Tramonti d’Angèle Paoli, ce nouveau recueil paru aux Éditions Henry, frappe d’emblée par sa double tonalité, l’une solaire et l’autre sombre, contrepoint marquant au fil des poèmes. C’est une sorte de bouquet de sensations et d’émotions entre hier et aujourd’hui qu’Angèle Paoli entremêle et fait jouer en surimpression.

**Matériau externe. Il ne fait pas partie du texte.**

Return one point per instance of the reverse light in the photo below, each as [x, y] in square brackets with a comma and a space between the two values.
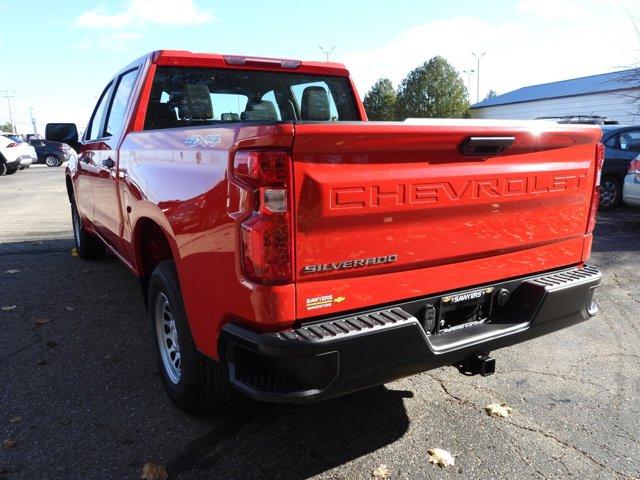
[266, 231]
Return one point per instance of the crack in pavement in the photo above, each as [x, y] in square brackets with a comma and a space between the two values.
[537, 430]
[550, 374]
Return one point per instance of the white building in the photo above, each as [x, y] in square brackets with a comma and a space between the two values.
[614, 95]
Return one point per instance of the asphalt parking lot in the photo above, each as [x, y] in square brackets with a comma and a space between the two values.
[80, 396]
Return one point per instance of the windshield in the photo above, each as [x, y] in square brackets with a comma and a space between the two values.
[186, 96]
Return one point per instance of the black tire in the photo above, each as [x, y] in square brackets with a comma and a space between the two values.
[610, 193]
[88, 246]
[52, 161]
[202, 382]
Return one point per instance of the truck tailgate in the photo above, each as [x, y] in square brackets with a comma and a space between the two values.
[389, 211]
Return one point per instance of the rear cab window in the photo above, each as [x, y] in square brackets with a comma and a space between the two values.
[194, 96]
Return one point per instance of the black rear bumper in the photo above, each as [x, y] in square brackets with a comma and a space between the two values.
[338, 355]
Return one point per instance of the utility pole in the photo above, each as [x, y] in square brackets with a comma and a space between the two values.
[327, 51]
[33, 121]
[468, 73]
[478, 58]
[8, 96]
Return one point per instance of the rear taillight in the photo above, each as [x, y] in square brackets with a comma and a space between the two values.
[595, 196]
[266, 231]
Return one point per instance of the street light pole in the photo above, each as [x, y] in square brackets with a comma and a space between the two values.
[9, 97]
[33, 121]
[327, 51]
[478, 58]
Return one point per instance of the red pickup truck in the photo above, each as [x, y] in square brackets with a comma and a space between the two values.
[292, 249]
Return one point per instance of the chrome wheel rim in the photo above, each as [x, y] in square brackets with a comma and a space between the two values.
[76, 227]
[608, 193]
[167, 335]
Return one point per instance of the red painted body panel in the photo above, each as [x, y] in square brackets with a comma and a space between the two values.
[360, 190]
[379, 190]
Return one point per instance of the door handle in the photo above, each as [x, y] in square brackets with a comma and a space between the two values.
[485, 146]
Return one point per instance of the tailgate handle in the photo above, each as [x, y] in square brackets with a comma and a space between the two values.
[485, 146]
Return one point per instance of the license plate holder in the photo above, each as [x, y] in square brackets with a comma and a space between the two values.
[465, 309]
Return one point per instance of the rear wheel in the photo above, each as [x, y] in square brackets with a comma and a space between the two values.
[52, 161]
[192, 381]
[610, 193]
[88, 246]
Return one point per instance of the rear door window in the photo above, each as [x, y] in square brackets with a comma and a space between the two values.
[194, 96]
[630, 141]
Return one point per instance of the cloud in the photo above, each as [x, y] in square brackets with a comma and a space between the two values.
[453, 38]
[553, 9]
[139, 13]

En trois moments : « Soleils anciens », « Tramonti » et « Sous la peau comme une écharde ». Dans l’espace et dans le temps de sa marche solitaire sur les sentiers de la Corse, l’effet palimpseste court d’une page à l’autre : l’on passe du lointain de l’enfance à l’hiver d’une chasse au sanglier, du présent à l’imparfait, de l’hiver à l’été, de souvenirs à des interrogations sur la vie, l’amour, la mort.

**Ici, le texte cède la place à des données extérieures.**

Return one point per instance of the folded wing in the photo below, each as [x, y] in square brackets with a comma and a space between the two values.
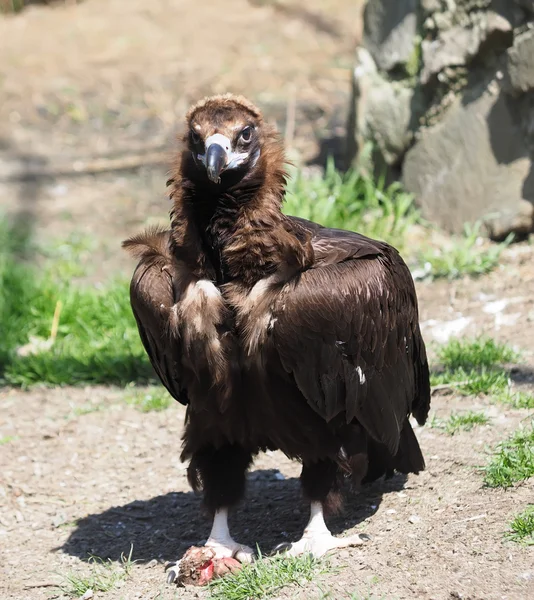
[348, 332]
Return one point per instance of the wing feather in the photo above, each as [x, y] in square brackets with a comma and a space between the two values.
[348, 332]
[152, 297]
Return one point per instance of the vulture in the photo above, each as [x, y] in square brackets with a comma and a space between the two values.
[275, 332]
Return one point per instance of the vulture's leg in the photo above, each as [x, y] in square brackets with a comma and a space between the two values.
[320, 483]
[222, 473]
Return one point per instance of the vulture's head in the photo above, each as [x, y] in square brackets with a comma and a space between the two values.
[228, 139]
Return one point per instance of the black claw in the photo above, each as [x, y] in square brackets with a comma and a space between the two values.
[283, 547]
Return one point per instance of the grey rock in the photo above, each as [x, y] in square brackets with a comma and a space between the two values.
[526, 4]
[519, 72]
[384, 111]
[390, 29]
[431, 6]
[519, 220]
[459, 45]
[472, 166]
[388, 118]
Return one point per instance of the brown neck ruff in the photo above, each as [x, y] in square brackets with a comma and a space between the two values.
[235, 231]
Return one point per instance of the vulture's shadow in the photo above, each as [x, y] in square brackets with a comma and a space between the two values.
[164, 527]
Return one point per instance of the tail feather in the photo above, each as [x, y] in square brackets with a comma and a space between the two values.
[409, 458]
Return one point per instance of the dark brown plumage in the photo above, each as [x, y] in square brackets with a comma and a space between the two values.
[276, 332]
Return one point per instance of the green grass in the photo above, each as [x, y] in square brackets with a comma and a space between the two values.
[512, 461]
[265, 577]
[473, 354]
[522, 527]
[464, 256]
[149, 399]
[103, 576]
[72, 333]
[480, 367]
[460, 422]
[352, 201]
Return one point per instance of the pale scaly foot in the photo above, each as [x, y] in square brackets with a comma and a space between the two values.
[221, 543]
[317, 539]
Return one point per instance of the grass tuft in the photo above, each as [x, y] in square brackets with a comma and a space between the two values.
[103, 576]
[479, 367]
[522, 527]
[465, 256]
[149, 399]
[57, 332]
[512, 461]
[265, 577]
[474, 354]
[352, 201]
[460, 422]
[6, 439]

Significative est l’entame dominée par cette touche du négatif qui travaille tout le recueil :
« Éclats d’émotion factice
sans indulgence ni espoir »
Le titre « Tramonti » qui veut dire « crépuscule » en corse connote l’idée de quelque chose qui finit, « portes entr’ouvertes sur l’obscur » ou « orée du soir ». D’où cette coloration de coucher de soleil intérieur qui imprègne ces vers. Quelque chose a été perdu et reste en souffrance. Est-ce l’enfance tapie dans les confins, est-ce cet amour blessé, est-ce l’épaisseur du temps passé qui, irrémédiablement, convoque « la démission de la jeunesse » ? Ou bien toutes ces choses à la fois ? Ces instantanés qui enracinent sa poésie dans le corps ne peuvent cacher les blessures de l’intime, « le vif des fêlures », « les amitiés [qui] se défont ».

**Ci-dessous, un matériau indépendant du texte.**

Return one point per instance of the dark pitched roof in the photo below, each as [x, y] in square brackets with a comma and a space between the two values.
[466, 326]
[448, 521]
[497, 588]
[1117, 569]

L’on retrouve sa disposition sensuelle à capter la beauté et le génie du lieu de cette terre d’enfance redécouverte au quotidien. Il s’agit dans ses chemins buissonniers de se rendre attentive à tout ce qui vibre : « brûlure du maquis », « eldorado de couleurs », « mer couleur de gemme », « stridulation des cigales ». Mais Angèle Paoli n’a pas seulement humé, goûté, caressé, vu l’île. Cette terre originelle est, pour elle, moins à regarder qu’à vivre :
« la plage luit
ailleurs hier aujourd’hui encore
les morts entrent dans le sommeil »
La poète nous livre son sentiment du paysage, sa façon de l’investir, de l’arpenter vers les hauteurs enneigées du Cinto,
« cistes et arbousiers trouent
l’espace montagne en abrupt
au-delà du ciel »
Mais aussitôt, sur la page en vis-à-vis, retentit la résonance mélancolique de l’être :
« nous n’aborderons pas
aux rêves insolubles »
Ces poèmes sont placés sous le signe du passage du temps. Avec le retour presque lancinant du mot « temps » dans le recueil, avec l’exergue qui reprend une réflexion de Jean-Claude Caër1, nous sommes conviés à une expérience en profondeur. Celle du tragique simple de la perte des êtres, des séparations obligées, de l’érosion des sentiments. Singulière est l’image de l’effacement – « tu t’effaces », dit-elle de l’aimée. Jusqu’à la disparition, pourrions-nous dire à l’écoute de ces allitérations évocatrices : « traces silencieuses/sur la silice des mots ».
Dans le recueil, la mort et ses rituels de deuil déploient leurs visions ; le poème « Labyrinthe ciel ouvert » voit défiler des silhouettes silencieuses, formes sombres pour une étrange pavane, quasi surréaliste :
« la fratrie déambule […]
j’ouvre la marche
la défunte doucement couchée
sur mon bras »
Au-delà des morts et des blessures, comment vivre ? « Qu’est-ce qu’aimer ? » Poésie de l’interrogation, de l’incertitude, on le voit. L’angoisse est là, nommée, celle de traverser la fragilité du vivre. Celle de l’espoir insensé d’« élargir », d’« étirer » le temps, manière peut-être de le fixer, sans jamais atteindre ce « hors temps » qui n’appartient qu’à la grandeur de la nature. D’où cette teinte profondément humaine :
« faut-il s’inscrire
dans sa mort
pour mieux s’inscrire
dans sa vie ? »
Ici se tisse un rapport entre l’humeur et la terre : le sentiment océanique de la nature inséparable, dans le même élan, d’un besoin d’éclaircissement intérieur tendu, vibrant, fait d’éclats incessants. Tels ces « éclats » d’émotion, de vent, de mots, de paille, leitmotiv dans ces vers.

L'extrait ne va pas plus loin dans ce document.